By participating in men’s singing groups, African American men with vocal skills could earn extra money and pursue a musical hobby on the side. Quartets and quintets strolled about the nightclubs to engage audiences and provide intermissions between larger acts. A number of Durant’s photos show such men’s vocal groups serenading tables of customers.
Comedians also appeared on the playbills for local nightclubs. Several of Durant's photos document a comedy team, Lassie & Lou (or possibly Lassus & Lou, as noted in variant identifications). The male and female pair provided comic relief between acts by jazz musicians and singers.
Ruth Brown, a native of Portsmouth, Virginia, launched her career as an R&B singer by performing in various nightclubs in the Hampton Roads area. In the mid-1940s, she started appearing secretly in taverns and theaters on the peninsula to avoid being caught by her father, who disapproved of her aspirations to be an entertainer. The Jefferson Theater, located on 25th Street in Newport News, regularly hosted talent contests and Brown frequently won them. With contributions from loyal fans, she made her first trip to New York and won first prize in the Apollo Theater's amateur night contest. Exposure to larger entertainment venues in New York and Washington, D.C., enabled Brown to launch a career as a recording artist, and she eventually became a member of the Rock and Roll Hall of Fame. Her hit song, "Teardrops from My Eyes," featured on her first album recorded with Atlantic Records in 1950, reigned at number one for eleven weeks.

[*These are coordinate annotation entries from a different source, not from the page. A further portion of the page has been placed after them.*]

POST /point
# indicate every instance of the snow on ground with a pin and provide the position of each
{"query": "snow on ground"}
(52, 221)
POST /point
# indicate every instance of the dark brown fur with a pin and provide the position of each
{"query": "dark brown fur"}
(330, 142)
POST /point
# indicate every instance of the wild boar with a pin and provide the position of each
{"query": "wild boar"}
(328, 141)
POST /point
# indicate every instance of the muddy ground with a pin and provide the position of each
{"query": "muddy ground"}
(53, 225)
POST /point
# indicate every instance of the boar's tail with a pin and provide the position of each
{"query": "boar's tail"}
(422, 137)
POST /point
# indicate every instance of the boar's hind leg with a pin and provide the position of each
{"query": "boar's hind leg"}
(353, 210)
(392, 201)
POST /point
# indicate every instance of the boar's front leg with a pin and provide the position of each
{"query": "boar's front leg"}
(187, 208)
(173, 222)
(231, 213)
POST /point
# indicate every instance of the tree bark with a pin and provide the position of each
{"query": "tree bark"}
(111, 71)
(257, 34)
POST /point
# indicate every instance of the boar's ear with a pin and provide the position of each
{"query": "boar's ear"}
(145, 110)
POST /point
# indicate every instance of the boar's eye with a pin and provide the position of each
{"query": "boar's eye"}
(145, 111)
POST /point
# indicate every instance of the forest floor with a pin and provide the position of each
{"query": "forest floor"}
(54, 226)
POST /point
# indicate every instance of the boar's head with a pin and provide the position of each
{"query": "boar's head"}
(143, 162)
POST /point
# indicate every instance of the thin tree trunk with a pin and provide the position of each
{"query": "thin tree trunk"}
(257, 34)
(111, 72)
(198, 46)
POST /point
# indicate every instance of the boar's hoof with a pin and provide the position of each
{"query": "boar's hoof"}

Yorkie’s Tavern, operated by proprietor Chauncey Batchelor and located in Lightfoot, Virginia, drew large crowds of African Americans on the weekends. Offering traditional restaurant fare such as barbecue, steaks, and hamburgers, the tavern transformed into a nightclub with floor shows on Saturdays and Sundays. Albert Durant circulated through the room before performances to take group photos, which he later sold in keepsake souvenir envelopes. He capitalized on the trend in the 1940s and 1950s to offer special memories for club patrons via souvenir photos. Other local hot spots, such as the Starlight Room at the Monticello Hotel in Norfolk, Virginia, also featured photographers who walked the perimeter of the room taking images of couples or groups.
The venues frequented by Albert Durant’s camera reflect the places popular with local African American residents, including military servicemen (as shown in the photo of the comedy team). Music, dance, and comedy, as well as a night on the town at a popular floor show, played a significant role in bringing the community together. Those who toiled as laborers during the week could shed their work identities to become vibrant entertainers. The release offered by an entertaining evening gave African Americans a sense of renewal and pride.